# Killington 4/28



## madriverjack (Apr 26, 2013)

Anyone going up Sunday?


----------



## andyzee (Apr 26, 2013)

madriverjack said:


> Anyone going up Sunday?



I be there Saturday and Sunday


----------



## Puck it (Apr 26, 2013)

This will be the first week that I have not skied since Nov. 2nd.  I am kinda bummed.  I will be up next weekend for some May turns though.


----------



## Cornhead (Apr 26, 2013)

Will be at big K Sunday with Rambo. I'm 6', 240lbs, goatee, skiing red and white Mantras. I got a couple AZ stickers, I'll stick em on my helmet, or skis, I may ditch the helmet, supposed to be 70 degrees, say hi if you see me.

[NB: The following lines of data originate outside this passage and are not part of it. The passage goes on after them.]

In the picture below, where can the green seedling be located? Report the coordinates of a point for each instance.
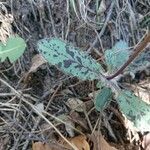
(13, 49)
(75, 62)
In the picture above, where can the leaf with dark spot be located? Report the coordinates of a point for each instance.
(67, 63)
(135, 110)
(69, 59)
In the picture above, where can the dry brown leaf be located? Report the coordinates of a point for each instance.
(99, 143)
(40, 146)
(79, 141)
(45, 146)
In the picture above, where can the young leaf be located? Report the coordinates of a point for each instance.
(69, 59)
(13, 49)
(116, 56)
(103, 98)
(135, 110)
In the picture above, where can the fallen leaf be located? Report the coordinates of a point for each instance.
(75, 104)
(99, 143)
(45, 146)
(40, 146)
(79, 141)
(75, 117)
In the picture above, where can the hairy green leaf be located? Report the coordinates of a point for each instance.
(13, 49)
(116, 56)
(135, 110)
(69, 59)
(103, 98)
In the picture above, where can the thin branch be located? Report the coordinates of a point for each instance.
(137, 51)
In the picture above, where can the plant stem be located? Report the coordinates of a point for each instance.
(136, 52)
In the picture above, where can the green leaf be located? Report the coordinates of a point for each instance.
(116, 56)
(13, 49)
(69, 59)
(103, 98)
(135, 110)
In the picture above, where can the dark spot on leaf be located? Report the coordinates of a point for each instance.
(40, 50)
(78, 66)
(142, 113)
(59, 65)
(79, 59)
(55, 55)
(68, 50)
(67, 63)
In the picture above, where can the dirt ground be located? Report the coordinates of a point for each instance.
(93, 26)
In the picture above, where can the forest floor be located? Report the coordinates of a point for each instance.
(93, 26)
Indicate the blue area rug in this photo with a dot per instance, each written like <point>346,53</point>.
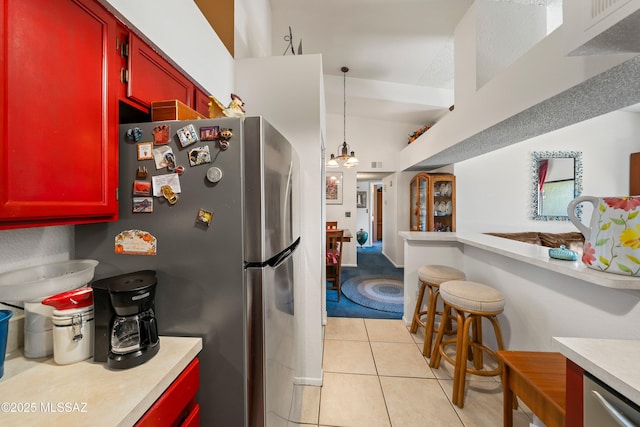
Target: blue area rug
<point>379,293</point>
<point>371,262</point>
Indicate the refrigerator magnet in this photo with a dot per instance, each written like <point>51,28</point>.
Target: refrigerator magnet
<point>209,133</point>
<point>144,151</point>
<point>142,172</point>
<point>168,194</point>
<point>141,188</point>
<point>199,156</point>
<point>161,134</point>
<point>142,204</point>
<point>187,135</point>
<point>170,179</point>
<point>170,158</point>
<point>135,242</point>
<point>160,156</point>
<point>134,134</point>
<point>205,217</point>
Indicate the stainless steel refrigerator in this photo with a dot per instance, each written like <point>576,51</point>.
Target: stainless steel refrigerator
<point>224,253</point>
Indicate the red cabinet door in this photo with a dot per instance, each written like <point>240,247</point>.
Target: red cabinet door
<point>152,78</point>
<point>177,406</point>
<point>59,126</point>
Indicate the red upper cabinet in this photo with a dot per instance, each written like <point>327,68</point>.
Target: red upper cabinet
<point>152,78</point>
<point>59,123</point>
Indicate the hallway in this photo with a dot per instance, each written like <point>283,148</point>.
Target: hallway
<point>375,375</point>
<point>371,262</point>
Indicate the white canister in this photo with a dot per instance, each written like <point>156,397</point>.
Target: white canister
<point>38,334</point>
<point>72,335</point>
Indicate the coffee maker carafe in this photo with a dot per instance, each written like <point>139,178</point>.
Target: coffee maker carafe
<point>126,331</point>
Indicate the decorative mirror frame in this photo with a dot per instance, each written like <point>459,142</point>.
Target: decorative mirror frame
<point>536,156</point>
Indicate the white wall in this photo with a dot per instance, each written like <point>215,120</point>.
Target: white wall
<point>506,30</point>
<point>494,190</point>
<point>252,34</point>
<point>541,73</point>
<point>288,91</point>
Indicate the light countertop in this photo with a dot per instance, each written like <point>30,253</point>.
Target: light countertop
<point>527,253</point>
<point>37,392</point>
<point>612,361</point>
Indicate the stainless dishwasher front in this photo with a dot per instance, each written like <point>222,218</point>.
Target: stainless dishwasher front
<point>604,407</point>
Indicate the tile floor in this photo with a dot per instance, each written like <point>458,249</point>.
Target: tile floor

Maybe I'll bring some spiedies...I am the spiedie ambassador!:wink:


----------



## 2knees (Apr 26, 2013)

madriverjack said:


> Anyone going up Sunday?




most likely in.  should be there around 12.  I'll get in touch tomorrow.

looks like Al will be there also.  JP thinkin he might bag tux and hit k.  Was gonna work on a few others down here.


----------



## Savemeasammy (Apr 26, 2013)

I was thinking Jay, but liftopia tix at Killington are $30.  Might change my mind and save an hour of driving...


----------